El cura del Hospital, sin embargo, era todo un personaje, supongo que en las dos acepciones de la palabra. Si Sor María Teresa era pobre paupérrima, el señor cura era como el Rey del Hospital. Las monjas le servían las mejores viandas y le besaban la mano cuantos lo veían por el recinto. Curioso lo de que siempre los hombres tengamos un estatus privilegiado en todas las circunstancias, sean las que fueren.
Paseando ayer por el museo vi un expositor sobre “Enfermedades y Siniestralidad”. En una foto, como sacada de la película “El Resplandor” de Kubrick aparecía Sor María Teresa y un escalofrío igual al que se siente por primera vez al ver esa película me ha recorrido el cuerpo erizando mi cabellera. O sea, que se me han puesto los pelos como escarpias.Era Sor María Teresa, que por fin había ganado la inmortalidad apareciendo rodeada de sus amados dueños y opresores. Como casada con Cristo que la esclaviza de por vida, sus esclavistas la rodean en una foto donde aparecen otras tres monjas, el señor médico con bata con doble fila de botones, enfermeros con batas menos espectaculares, una señora de negro negrísimo y misa diaria, supongo, el señor cura con traje de oficiar y el Señor Obispo que deja al médico de doble fila de botones a la altura del betún por el pomposo traje con ínfulas. Se me olvidaba, en la parte superior de la fotografía aparece el chico para todo, el jardinero, pero que era lo que quisieran que fuera, vestido con andrajos de chico para todo, una americana de los domingos a la que se le nota que no se ha lavado desde hace años, chaleco y camisa en la que el cuello está ya metido hacia dentro y fofo de tantas veces que se ha lavado.
Un obrero que rompe la estética de la foto pero que pone toda la humanidad que tiene en sí la misma foto, porque la humanidad, la inmensa humanidad de Sor María Teresa, y supongo que de sus compañeras, las monjas, no se puede apreciar en las espléndidas túnicas negras contrastando con el blanco nuclear de las tocas, alas de ángel que era el nombre que les daba mi otra hermana gemela, la que heredó el nombre de mi abuela materna y no la de la segunda madre de mi madre.

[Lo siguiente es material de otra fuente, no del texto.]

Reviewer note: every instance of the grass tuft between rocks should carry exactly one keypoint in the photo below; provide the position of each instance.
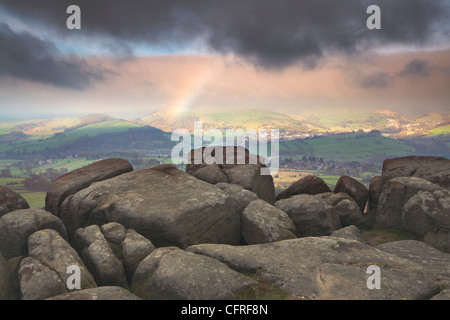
(376, 237)
(264, 290)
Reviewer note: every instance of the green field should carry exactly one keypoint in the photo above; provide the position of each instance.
(69, 164)
(445, 130)
(346, 147)
(38, 144)
(36, 200)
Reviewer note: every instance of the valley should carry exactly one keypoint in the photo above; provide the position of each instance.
(35, 152)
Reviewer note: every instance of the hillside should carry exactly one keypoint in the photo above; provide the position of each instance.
(234, 119)
(23, 137)
(347, 147)
(304, 123)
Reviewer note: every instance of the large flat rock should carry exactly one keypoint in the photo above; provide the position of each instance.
(74, 181)
(327, 268)
(164, 204)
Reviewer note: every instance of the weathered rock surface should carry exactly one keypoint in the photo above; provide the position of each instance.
(351, 233)
(17, 226)
(262, 223)
(443, 295)
(374, 192)
(111, 252)
(241, 195)
(172, 273)
(307, 185)
(99, 293)
(99, 258)
(311, 216)
(11, 201)
(427, 215)
(327, 268)
(393, 197)
(5, 280)
(346, 207)
(211, 173)
(74, 181)
(135, 248)
(43, 273)
(429, 258)
(433, 169)
(244, 169)
(164, 204)
(356, 190)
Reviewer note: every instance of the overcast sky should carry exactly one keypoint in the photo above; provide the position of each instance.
(285, 55)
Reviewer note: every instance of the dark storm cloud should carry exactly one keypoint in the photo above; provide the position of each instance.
(27, 57)
(269, 33)
(376, 80)
(416, 67)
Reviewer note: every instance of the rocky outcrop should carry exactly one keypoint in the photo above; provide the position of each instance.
(239, 167)
(327, 268)
(99, 258)
(17, 226)
(346, 207)
(429, 258)
(74, 181)
(433, 169)
(43, 273)
(99, 293)
(172, 273)
(393, 197)
(351, 233)
(262, 223)
(164, 204)
(111, 252)
(356, 190)
(427, 214)
(374, 192)
(311, 216)
(307, 185)
(11, 201)
(5, 280)
(161, 233)
(241, 195)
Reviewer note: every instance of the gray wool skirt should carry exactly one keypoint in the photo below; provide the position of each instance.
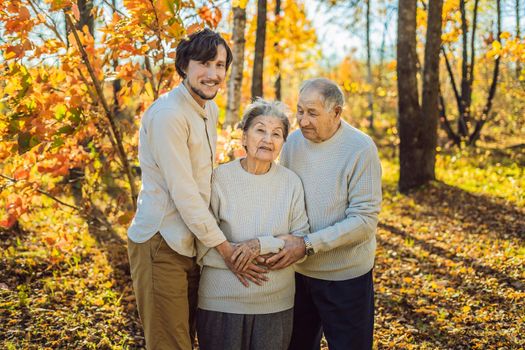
(226, 331)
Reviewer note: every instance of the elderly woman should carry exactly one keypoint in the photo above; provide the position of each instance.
(254, 199)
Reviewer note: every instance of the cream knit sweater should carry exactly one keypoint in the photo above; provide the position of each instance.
(342, 183)
(251, 206)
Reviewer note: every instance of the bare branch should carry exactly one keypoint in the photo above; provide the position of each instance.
(109, 115)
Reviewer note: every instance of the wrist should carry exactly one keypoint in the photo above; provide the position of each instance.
(308, 246)
(225, 249)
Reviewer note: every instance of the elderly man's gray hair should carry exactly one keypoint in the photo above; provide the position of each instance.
(330, 91)
(269, 108)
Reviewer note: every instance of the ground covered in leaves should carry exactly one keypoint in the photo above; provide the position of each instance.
(449, 274)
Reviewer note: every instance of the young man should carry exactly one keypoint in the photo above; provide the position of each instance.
(176, 152)
(341, 174)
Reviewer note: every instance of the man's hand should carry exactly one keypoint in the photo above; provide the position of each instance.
(252, 272)
(294, 249)
(245, 253)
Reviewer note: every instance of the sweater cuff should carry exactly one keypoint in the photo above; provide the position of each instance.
(317, 241)
(270, 244)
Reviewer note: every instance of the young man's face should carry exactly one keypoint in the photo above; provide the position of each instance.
(203, 79)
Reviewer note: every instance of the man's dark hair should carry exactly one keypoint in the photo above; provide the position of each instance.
(200, 46)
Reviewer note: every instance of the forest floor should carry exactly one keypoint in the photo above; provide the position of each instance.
(450, 268)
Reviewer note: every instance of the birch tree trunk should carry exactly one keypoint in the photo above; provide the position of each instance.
(235, 82)
(260, 40)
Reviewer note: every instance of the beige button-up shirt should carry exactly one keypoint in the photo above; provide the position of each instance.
(176, 151)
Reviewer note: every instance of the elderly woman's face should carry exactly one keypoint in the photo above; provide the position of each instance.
(264, 139)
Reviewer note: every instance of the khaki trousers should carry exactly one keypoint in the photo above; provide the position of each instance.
(165, 285)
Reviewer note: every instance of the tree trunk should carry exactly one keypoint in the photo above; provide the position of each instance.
(369, 69)
(86, 16)
(408, 105)
(257, 76)
(430, 100)
(277, 84)
(465, 91)
(235, 82)
(474, 137)
(518, 35)
(417, 125)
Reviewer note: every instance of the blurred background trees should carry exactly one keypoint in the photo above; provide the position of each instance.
(77, 75)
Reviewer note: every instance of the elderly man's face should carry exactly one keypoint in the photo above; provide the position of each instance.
(317, 124)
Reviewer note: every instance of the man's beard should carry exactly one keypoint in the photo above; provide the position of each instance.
(201, 94)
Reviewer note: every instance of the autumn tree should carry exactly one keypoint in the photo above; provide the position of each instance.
(58, 111)
(470, 122)
(260, 42)
(417, 123)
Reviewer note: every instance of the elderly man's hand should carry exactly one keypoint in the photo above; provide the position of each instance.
(294, 249)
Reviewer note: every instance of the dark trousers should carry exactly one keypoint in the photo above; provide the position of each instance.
(343, 310)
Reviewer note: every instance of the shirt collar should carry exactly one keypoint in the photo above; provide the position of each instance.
(195, 104)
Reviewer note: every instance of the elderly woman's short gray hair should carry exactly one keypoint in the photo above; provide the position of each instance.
(260, 107)
(330, 91)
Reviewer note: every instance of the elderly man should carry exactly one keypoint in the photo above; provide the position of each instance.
(341, 174)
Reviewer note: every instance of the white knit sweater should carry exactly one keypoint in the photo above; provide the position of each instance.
(342, 183)
(252, 206)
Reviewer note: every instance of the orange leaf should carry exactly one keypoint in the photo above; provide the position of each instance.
(76, 12)
(24, 14)
(21, 174)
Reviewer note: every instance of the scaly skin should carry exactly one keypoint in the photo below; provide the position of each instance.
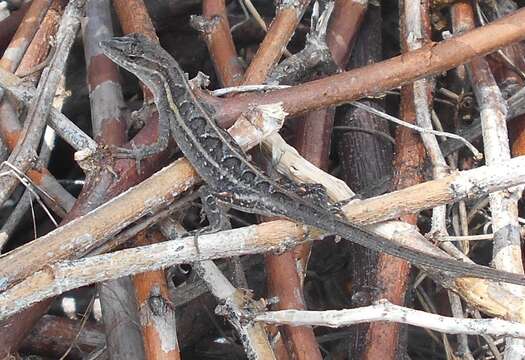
(232, 178)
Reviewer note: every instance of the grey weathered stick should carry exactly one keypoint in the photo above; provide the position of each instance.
(70, 274)
(25, 152)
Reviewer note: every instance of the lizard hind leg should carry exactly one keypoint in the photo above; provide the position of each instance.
(214, 210)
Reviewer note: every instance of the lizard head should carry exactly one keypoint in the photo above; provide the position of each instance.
(135, 52)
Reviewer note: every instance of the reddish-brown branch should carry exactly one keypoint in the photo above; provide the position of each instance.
(38, 50)
(220, 43)
(24, 34)
(288, 15)
(9, 26)
(369, 80)
(315, 132)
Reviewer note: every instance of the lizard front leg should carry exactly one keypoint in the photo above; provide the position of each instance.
(141, 152)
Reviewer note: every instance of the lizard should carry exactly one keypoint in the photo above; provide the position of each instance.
(228, 174)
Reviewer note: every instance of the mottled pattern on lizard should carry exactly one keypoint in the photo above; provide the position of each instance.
(233, 179)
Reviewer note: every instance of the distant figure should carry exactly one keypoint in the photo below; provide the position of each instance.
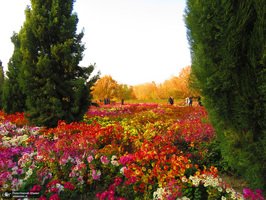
(199, 101)
(187, 101)
(190, 101)
(171, 100)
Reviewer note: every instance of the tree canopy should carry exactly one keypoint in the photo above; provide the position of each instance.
(56, 87)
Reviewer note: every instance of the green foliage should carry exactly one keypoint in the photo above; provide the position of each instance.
(56, 87)
(13, 99)
(228, 65)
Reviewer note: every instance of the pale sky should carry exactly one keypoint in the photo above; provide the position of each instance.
(134, 41)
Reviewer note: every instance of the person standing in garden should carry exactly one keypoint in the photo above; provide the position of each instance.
(171, 100)
(190, 101)
(187, 101)
(199, 101)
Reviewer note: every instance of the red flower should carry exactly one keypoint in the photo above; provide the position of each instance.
(118, 181)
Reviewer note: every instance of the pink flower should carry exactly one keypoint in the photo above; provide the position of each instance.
(118, 181)
(42, 198)
(54, 190)
(96, 175)
(72, 174)
(104, 159)
(112, 187)
(54, 197)
(69, 186)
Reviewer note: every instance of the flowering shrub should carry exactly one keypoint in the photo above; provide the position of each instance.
(135, 151)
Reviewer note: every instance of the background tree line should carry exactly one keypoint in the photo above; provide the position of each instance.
(176, 86)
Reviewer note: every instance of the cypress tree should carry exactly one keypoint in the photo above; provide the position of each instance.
(57, 88)
(13, 99)
(228, 63)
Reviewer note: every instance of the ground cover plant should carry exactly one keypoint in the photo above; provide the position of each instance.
(135, 151)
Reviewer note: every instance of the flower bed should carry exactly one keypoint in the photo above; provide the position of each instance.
(135, 151)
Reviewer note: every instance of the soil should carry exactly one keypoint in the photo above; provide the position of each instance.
(237, 183)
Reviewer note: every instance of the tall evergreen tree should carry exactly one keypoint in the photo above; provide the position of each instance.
(56, 87)
(13, 99)
(2, 79)
(228, 63)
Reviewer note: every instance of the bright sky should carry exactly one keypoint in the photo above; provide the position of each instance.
(134, 41)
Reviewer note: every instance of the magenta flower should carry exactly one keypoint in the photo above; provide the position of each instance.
(90, 158)
(118, 181)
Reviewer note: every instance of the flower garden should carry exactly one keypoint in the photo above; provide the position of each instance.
(134, 151)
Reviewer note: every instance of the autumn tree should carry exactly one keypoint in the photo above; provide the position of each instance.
(56, 87)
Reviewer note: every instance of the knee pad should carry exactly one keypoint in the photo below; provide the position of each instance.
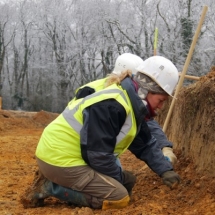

He recordado la que fue la última conversación de ese ángel que era nuestra Sor. Poco después murió y no pudimos ir a verla. Había guardado la papeleta de las primeras elecciones democráticas para preguntarle a mi padre si había votado bien. La papeleta se la dio el confesor, el cura de las monjas del último Hospital donde cuidó enfermos y donde la cuidarían como enferma en sus últimos días. Le dijo a mi padre que le había preguntado al señor cura qué partido defendía al obrero pero, al mismo tiempo que no quemara iglesias, y el señor cura le dio la misma papeleta que a sus compañeras y le afirmó que ese era el único partido que defendía al obrero. La papeleta era de Alianza Popular. Sor María Teresa murió sin nada, nunca tuvo nada, todo lo dio durante años por la promesa de la vida eterna. No tuvo ni la oportunidad, pero nunca lo supo, de haber defendido al obrero que día a día cuidó en el Hospital de Mineros de Almadén.
P.S Perdí la fe no hace mucho, cosa que siento realmente. Solo conservo la fe en los que de verdad consagran su vida a amar a los que tienen a su lado, sea porque lo dijo Jesucristo o porque es lo mejor que alguien puede hacer con su vida.